Film Friday: Graciela Iturbide
Ramon Reverte of Aperture writes, “For more than fifty years, Graciela Iturbide, recognized today as the greatest living photographer in Latin America, has envisioned the diversity of life in her native Mexico. Her lyrical, black-and-white images of street scenes in Mexico City, of Seri women in the Sonoran Desert, of political rallies in Juchitán, and of details inside Frida Kahlo’s bathroom are revered throughout the world.” Learn more about this incredible artist and view her work in the collection of The Grace Museum.
ABOUT THE ARTIST
Graciela Iturbide was born in 1942 in Mexico City. In 1969 she enrolled at the age of 27 at the film school Centro de Estudios Cinematográficos at the Universidad Nacional Autónama de México to become a film director. However she was soon drawn to the art of still photography as practiced by the Mexican modernist master Manuel Alvarez Bravo who was teaching at the University. From 1970-71 she worked as Bravo’s assistant accompanying him on his various photographic journeys throughout Mexico.
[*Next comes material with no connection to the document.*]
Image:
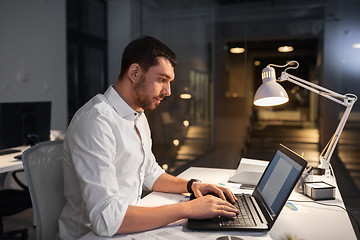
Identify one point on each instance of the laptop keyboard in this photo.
(244, 218)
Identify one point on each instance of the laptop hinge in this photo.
(258, 211)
In the early half of the 1970s, Iturbide traveled widely across Latin America in particular to Cuba and several trips to Panama.
In 1978 Iturbide was commissioned by the Ethnographic Archive of the National Indigenous Institute of Mexico to photograph Mexico’s indigenous population. Iturbide decided to document and record the way of life of the Seri Indians, a group of fisherman living a nomadic lifestyle in the Sonora desert in the north west of Mexico, along the border with Arizona, US.
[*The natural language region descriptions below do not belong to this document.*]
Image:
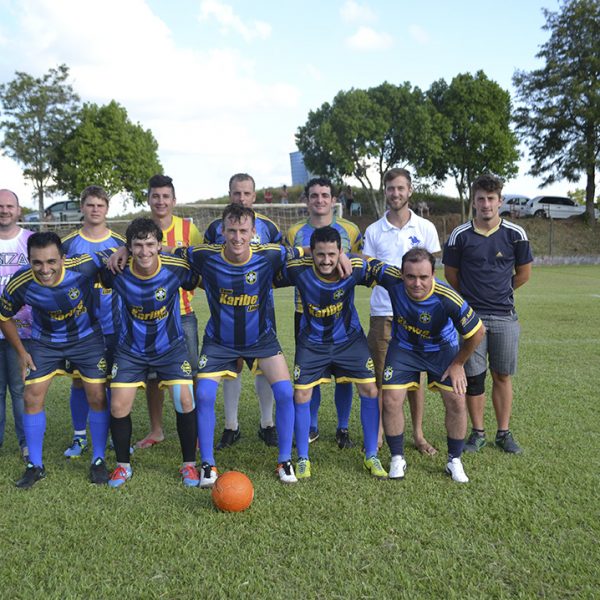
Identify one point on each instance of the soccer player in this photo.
(13, 256)
(242, 190)
(486, 260)
(177, 233)
(331, 341)
(427, 314)
(388, 239)
(320, 201)
(151, 340)
(60, 293)
(94, 236)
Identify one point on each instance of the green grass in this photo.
(524, 527)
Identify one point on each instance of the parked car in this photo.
(513, 205)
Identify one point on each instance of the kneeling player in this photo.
(427, 314)
(331, 341)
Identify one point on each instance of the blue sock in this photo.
(99, 422)
(301, 427)
(343, 403)
(206, 396)
(79, 408)
(396, 444)
(369, 418)
(455, 447)
(35, 428)
(284, 417)
(315, 403)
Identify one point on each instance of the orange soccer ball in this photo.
(233, 492)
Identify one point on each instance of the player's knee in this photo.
(476, 384)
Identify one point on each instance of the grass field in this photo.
(525, 526)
In 1979 she was invited by the artist Francisco Toledo to photograph the Juchitán people who form part of the Zapotec culture native to Oaxaca in southern Mexico.
Iturbide’s series that started in 1979 and runs through to 1988 resulted in the publication of her book Juchitán de las Mujeres in 1989. Between 1980 and 2000, Iturbide was variously invited to work in Cuba, East Germany, India, Madagascar, Hungary, Paris and the US, producing a number of important bodies of work.
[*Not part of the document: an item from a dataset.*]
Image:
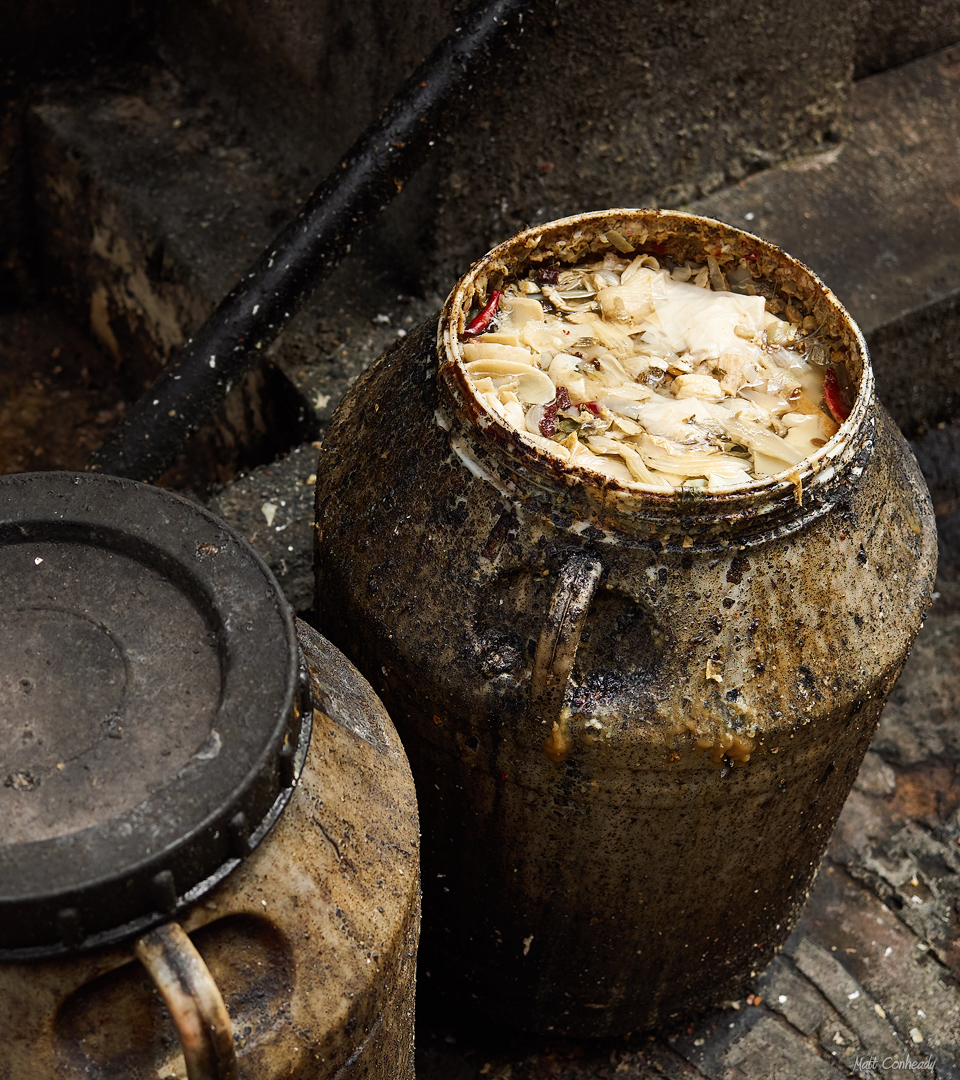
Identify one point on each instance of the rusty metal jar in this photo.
(208, 861)
(633, 716)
She has enjoyed solo exhibitions at the Centre Pompidou (1982), San Francisco Museum of Modern Art (1990), Philadelphia Museum of Art (1997), Paul Getty Museum (2007), MAPFRE Foudation, Madrid (2009), Photography Museum Winterthur (2009), and Barbican Art Gallery (2012), between others. Iturbide is the recipient of the W. Eugene Smith Memorial Foundation Award, 1987; the Grand Prize Mois de la Photo, Paris, 1988; a Guggenheim Fellowship for the project ‘Fiesta y Muerte’, 1988; the Hugo Erfurth Award, Leverkusen, Germany, 1989; the International Grand Prize, Hokkaido, Japan, 1990; the Rencontres Internationales de la Photographie Award, Arles, 1991; the Hasselblad Award, 2008; the National Prize of Sciences and Arts in Mexico City in 2008; an Honorary Degree in photography from the Columbia College Chicago in 2008; and an Honorary Doctorate of Arts from the San Francisco Art Institute in 2009.
She continues to live and work in Mexico City. Currently she is preparing an exhibition of her new work at the Amparo Museum in Puebla, Mexico that will be in February 2013.